The delay in posting this was due to the necessity of carrying out some very detailed research into the dynamics of the Scots, Irish and Welsh political circumstances in those turbulent years. (That and painting walls, watching the DVDs Captain America: Civil War & the one where Superman and Batman hit each other a lot, having to try and wrestle the book back from the characters out of Patchwork, and accumulating more music on Spotify that I can possibly listen to one month)
Of course everyone knows that Cnut was arguing with the sea, Edward confessing and Harold marching up and down England. But meanwhile other interesting things were taking place.
Malcolm II started off the century quite well, he snatched bits of land off the Northumbrians which he claimed belonged to Scotland, fought some Vikings, and only let Cnut (the Canute) march into Scotland before they agreed Canute (The Cnut) could march back out again. In 1016 there was battle at Carham, in which the Scots and the Strathclyde fought Northumbria. Owen of Strathclyde conveniently died either of battle of or baldness and so that kingdom passed to Malcolm who died in 1034 due to a lack of sons.
Duncan I pretended he was old in an attempt to try and gain sympathy. He was actually quite young which allowed MacBeth to kill him in a battle in 1040 at Moray which at the time was not too keen on being part of Scotland.
MacBeth became king of Scotland but preferred to spend his time disagreeing with the king of Moray, or going on a pilgrimage to Roman. Therefore, since he had no time to bother other scots he was quite popular with them. As he was rude to the Anglo-Saxons who were practising being English, they didn’t forget. They also met someone called Malcolm who said he could do a much better job. Thus a Scotsman with English support invaded Scotland. Macbeth may have been slaughtered in battle in the ordinary way or confused by some trees he thought were moving. But history shows he was MacBeth and not ‘Shakespeare’s MacBeth’. Some locals thought MacBeth’s stepson should be king but since the only interesting thing about him was his name; Lulach mac Gille Coemgáin it was decided for best if he was assassinated.
Malcolm announced in 1058 that he was ‘The III’. And set to rule Scotland but the Vikings said he could only have the southern bit, so he built up his reputation by invading bits of England that no one apart from the locals cared about. He did not get very much involved with 1066.
As previously recorded there was usually a lot of fuss who should be High King, that was until:
Brian Boru who had considerately changed his name from Brian Bóruma mac Cennétig. He was good at fighting and defeating lesser Irish kings as well at Vikings; the latter tried to cheat by saying they’d never really ruled bits of Ireland anyway. This was rightly dismissed as just plain whining and Brian Boru became king of Ireland; this claim was fortified by his dying heroically and nobly at the Battle of Clontarf in 1014 when a viking treacherously slewed him when Boru was at prayer.

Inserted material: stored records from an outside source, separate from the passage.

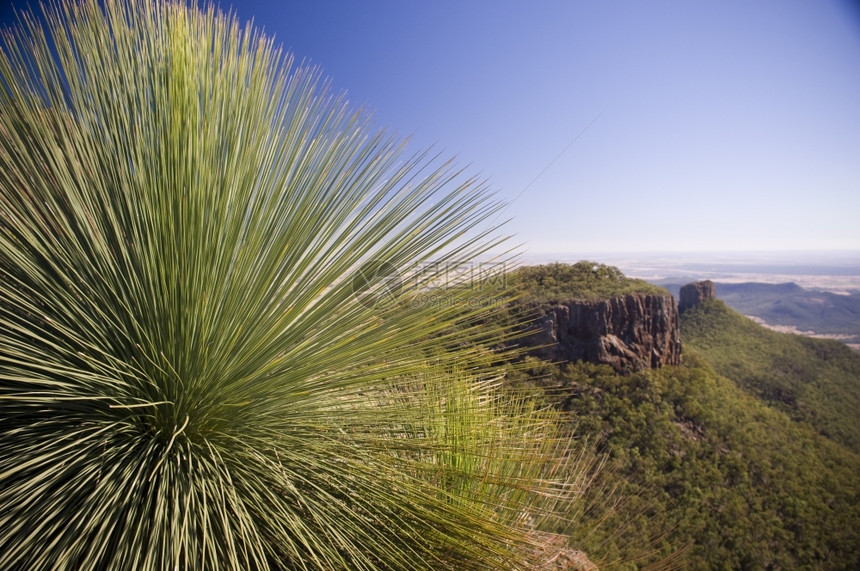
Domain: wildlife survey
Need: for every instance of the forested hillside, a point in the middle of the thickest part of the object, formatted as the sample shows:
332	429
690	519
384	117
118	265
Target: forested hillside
744	457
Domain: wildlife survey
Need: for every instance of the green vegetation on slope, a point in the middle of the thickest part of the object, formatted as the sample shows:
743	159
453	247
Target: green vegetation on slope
702	475
584	280
199	364
814	381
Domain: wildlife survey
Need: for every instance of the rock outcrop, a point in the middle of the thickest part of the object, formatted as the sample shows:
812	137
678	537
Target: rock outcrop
696	293
628	332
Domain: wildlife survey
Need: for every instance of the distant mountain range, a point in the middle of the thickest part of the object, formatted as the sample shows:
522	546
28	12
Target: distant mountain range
790	308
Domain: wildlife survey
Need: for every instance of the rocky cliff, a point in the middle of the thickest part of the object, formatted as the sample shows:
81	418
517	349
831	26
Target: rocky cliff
696	293
627	332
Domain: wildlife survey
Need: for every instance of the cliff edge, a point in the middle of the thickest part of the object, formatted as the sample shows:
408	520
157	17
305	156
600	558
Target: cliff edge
628	332
591	312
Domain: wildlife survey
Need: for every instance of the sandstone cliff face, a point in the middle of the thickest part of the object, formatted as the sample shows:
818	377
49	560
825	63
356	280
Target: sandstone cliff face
628	332
695	293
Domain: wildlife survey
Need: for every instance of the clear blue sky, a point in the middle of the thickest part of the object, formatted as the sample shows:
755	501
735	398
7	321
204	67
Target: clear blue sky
729	125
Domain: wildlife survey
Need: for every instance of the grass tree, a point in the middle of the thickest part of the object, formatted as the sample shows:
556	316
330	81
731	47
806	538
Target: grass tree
217	347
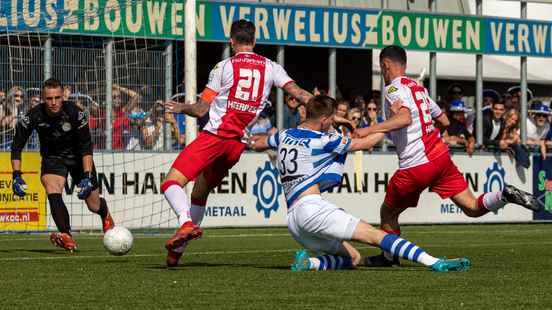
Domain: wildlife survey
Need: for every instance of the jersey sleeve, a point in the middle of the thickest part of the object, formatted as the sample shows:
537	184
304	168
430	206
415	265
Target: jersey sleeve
394	93
336	143
273	140
280	76
83	134
23	129
215	77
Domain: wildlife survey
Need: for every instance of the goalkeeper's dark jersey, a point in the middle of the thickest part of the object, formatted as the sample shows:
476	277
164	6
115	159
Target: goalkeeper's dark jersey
64	136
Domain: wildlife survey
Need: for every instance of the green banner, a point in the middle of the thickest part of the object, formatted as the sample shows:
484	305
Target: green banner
324	26
432	32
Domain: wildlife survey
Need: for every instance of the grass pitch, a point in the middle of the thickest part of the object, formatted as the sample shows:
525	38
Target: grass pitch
249	269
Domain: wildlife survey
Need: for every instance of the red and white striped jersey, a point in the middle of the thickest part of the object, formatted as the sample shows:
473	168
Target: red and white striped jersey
420	142
242	84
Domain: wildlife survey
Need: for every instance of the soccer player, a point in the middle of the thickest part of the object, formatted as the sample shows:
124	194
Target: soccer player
234	96
65	147
310	161
424	160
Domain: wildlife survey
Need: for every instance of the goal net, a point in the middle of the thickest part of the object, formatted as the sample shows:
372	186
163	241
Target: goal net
111	64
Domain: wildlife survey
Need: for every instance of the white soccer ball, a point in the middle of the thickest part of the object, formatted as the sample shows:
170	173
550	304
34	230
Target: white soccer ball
118	240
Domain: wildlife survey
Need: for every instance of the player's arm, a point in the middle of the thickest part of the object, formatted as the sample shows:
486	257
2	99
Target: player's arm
23	130
196	109
84	143
366	143
263	143
297	92
84	140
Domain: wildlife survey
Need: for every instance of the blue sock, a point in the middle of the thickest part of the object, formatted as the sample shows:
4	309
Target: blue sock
332	262
406	249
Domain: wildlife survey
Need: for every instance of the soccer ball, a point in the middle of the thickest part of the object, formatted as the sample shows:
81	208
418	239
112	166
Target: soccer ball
118	240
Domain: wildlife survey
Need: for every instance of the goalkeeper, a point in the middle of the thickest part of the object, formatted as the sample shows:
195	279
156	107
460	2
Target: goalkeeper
65	147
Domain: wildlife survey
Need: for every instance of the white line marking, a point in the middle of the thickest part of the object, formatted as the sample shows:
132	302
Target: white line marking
431	246
406	233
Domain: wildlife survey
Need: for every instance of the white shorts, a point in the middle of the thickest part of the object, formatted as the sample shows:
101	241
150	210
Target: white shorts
319	225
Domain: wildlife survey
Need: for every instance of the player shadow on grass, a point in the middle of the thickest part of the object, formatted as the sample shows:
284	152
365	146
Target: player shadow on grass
46	251
211	265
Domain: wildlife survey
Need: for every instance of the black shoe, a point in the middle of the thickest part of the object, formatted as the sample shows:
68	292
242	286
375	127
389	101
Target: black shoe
515	195
380	261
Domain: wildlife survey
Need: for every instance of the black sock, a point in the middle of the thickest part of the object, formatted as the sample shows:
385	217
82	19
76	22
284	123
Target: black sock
59	213
102	211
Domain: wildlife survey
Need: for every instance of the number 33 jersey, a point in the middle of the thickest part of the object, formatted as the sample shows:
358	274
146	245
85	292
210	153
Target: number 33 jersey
307	157
420	142
242	84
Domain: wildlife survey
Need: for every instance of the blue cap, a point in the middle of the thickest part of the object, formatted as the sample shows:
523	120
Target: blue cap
457	105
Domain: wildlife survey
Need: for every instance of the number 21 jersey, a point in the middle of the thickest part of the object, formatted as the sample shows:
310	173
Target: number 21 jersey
420	142
242	84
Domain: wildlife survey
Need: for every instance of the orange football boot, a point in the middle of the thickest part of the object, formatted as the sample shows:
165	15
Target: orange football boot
107	222
188	231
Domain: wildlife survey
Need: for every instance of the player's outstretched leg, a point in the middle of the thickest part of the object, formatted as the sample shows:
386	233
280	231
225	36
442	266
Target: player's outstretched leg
346	257
176	196
494	201
389	224
98	205
303	262
515	195
408	250
63	238
197	212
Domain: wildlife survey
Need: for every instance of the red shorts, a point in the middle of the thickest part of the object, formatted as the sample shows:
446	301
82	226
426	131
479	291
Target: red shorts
440	175
209	154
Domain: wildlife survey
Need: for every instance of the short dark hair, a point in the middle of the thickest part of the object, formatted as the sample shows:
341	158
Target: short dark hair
395	53
51	83
320	106
243	32
498	102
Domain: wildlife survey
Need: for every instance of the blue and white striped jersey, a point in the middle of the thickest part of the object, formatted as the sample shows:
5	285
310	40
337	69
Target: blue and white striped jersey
307	157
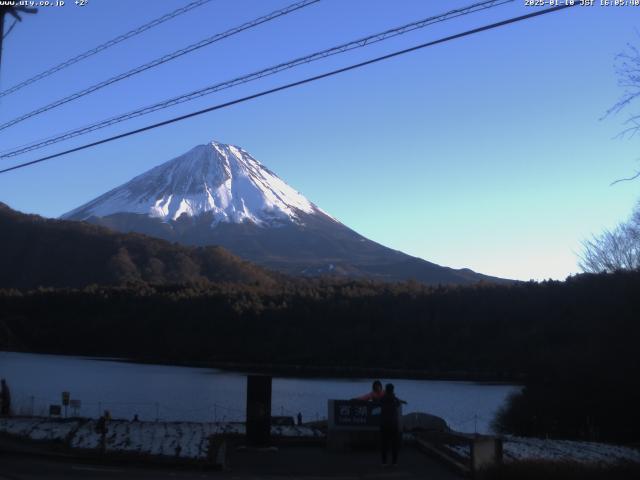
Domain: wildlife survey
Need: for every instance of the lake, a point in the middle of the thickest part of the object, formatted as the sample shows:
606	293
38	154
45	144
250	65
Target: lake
206	394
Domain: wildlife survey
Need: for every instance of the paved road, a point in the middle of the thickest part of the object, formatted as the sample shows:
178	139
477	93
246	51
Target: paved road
304	463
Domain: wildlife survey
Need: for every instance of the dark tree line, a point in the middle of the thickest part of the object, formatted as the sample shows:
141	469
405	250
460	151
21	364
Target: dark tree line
575	342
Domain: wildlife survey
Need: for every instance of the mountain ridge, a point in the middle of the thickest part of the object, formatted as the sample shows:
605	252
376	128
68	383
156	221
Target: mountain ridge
218	194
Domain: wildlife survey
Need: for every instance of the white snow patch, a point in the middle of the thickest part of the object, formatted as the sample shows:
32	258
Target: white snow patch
216	178
521	448
174	439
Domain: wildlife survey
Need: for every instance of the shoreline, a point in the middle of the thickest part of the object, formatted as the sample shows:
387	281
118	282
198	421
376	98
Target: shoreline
311	371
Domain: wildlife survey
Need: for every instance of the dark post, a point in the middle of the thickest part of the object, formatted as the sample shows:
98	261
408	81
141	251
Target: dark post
258	410
2	12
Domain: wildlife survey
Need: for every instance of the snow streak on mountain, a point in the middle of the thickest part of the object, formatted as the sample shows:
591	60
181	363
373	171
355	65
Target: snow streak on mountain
217	178
217	194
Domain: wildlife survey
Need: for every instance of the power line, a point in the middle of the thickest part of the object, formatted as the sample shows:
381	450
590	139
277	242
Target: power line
295	84
164	59
104	46
360	43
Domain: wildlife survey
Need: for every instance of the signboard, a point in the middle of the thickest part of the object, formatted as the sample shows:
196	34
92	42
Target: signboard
356	413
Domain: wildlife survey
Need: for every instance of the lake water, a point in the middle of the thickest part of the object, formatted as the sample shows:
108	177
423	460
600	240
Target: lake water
205	394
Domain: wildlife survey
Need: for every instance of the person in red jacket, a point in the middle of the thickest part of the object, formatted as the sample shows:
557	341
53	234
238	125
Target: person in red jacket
5	398
375	394
390	425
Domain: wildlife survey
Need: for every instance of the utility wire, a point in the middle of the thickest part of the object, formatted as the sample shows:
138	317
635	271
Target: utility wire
360	43
15	20
295	84
104	46
164	59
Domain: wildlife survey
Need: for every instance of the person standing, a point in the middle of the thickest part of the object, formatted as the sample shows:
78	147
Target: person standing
5	398
390	424
375	394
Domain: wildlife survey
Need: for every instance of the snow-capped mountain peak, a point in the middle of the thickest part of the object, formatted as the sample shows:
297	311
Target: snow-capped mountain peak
216	178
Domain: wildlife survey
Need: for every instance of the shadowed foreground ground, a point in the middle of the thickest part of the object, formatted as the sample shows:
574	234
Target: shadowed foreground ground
293	462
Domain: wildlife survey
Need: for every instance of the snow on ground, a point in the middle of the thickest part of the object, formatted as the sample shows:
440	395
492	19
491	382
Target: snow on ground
38	428
520	448
173	439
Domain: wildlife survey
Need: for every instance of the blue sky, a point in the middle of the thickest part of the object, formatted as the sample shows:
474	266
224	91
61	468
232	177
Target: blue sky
486	152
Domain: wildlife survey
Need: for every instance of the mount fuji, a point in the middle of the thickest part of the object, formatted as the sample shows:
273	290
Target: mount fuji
218	194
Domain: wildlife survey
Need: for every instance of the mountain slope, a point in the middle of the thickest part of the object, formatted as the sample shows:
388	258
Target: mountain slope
218	194
35	251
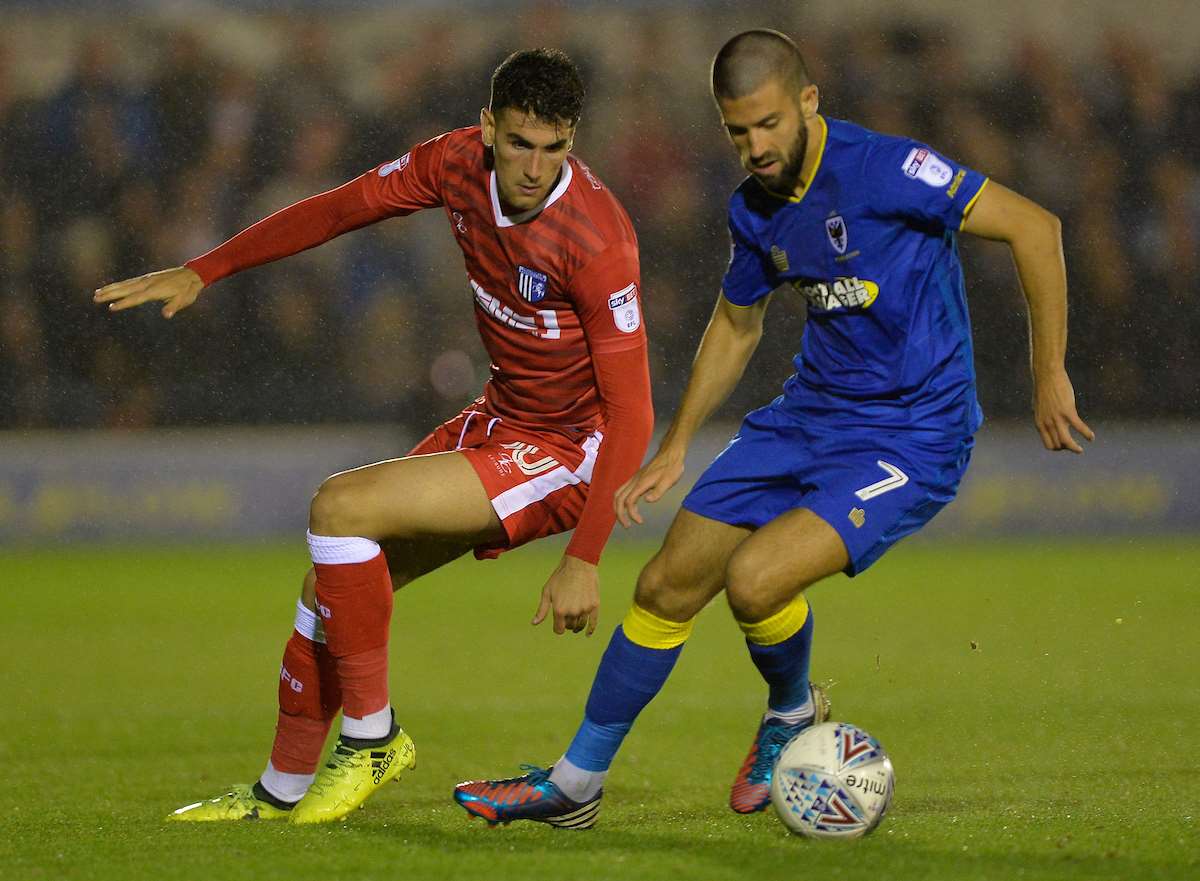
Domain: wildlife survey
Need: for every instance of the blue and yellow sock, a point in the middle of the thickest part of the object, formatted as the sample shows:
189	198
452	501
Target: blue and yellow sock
636	664
781	647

Because no one was really quite good enough to equal these achievements there was a period of quarrelsome kings (of all sorts of elevations), treacheries, betrayals, and all the other sorts of things which enable historians and writers of historical fiction to keep up their good work.
Because of the number of kings (still in the hundred or so) who wished to keep in with The Church, The Bards and The Metal Workers, culture flourished in Ireland, so much so that the Irish were able to think of the Scots are ‘rather provincial’ and so stopped the practice of sending Irish to Scotland.
So they really didn’t care at all what the Angles or Saxon got up to before 1066 and didn’t pay much attention when The Normans arrived.
The welsh kings had been constructively busy to the extent that by the 1000s; there were really only four welsh kingdoms Powys, Gwynedd, Dyfed/Deheubarth and Morgannwg. Many wished to make sure they didn’t once more end up in the embarrassing position of having to be legally obliged to listen to an English king. The best at this was Gruffudd ap Llywelyn. He had all the right credentials. He could rule two of the four kingdoms (Gwynedd and Powys), he had been betrayed and was at war with a brother, but above all in 1052 he defeated a combined force of Anglo-Saxons and some Normans who had arrived too early at Leominister (pronounced Leminister just be contrary). Having made alliances with some other Anglo-Saxons, a couple of groups of apathetic Vikings and maybe a few other folk, he was rightly crowned. At once he invaded England. His only opposition was Ralph The Timid of Hereford, and so the outcome was rather predictable. He was doing so well that Edward confessed he would have to recognize Gruffudd as a proper king. Later Edward confessed he might have made a mistake and let the Godwins sort it out. Tostig who was still behaving himself invaded but only won because Gruffudd died in 1062 of betrayals. He had two sons; one died of battles and the other exposed himself. Thus Wales was not really in a good position around about 1066.
Having established the position of the three other nations in the next seminar we shall exam how William The I (And Conqueror) felt they should be established.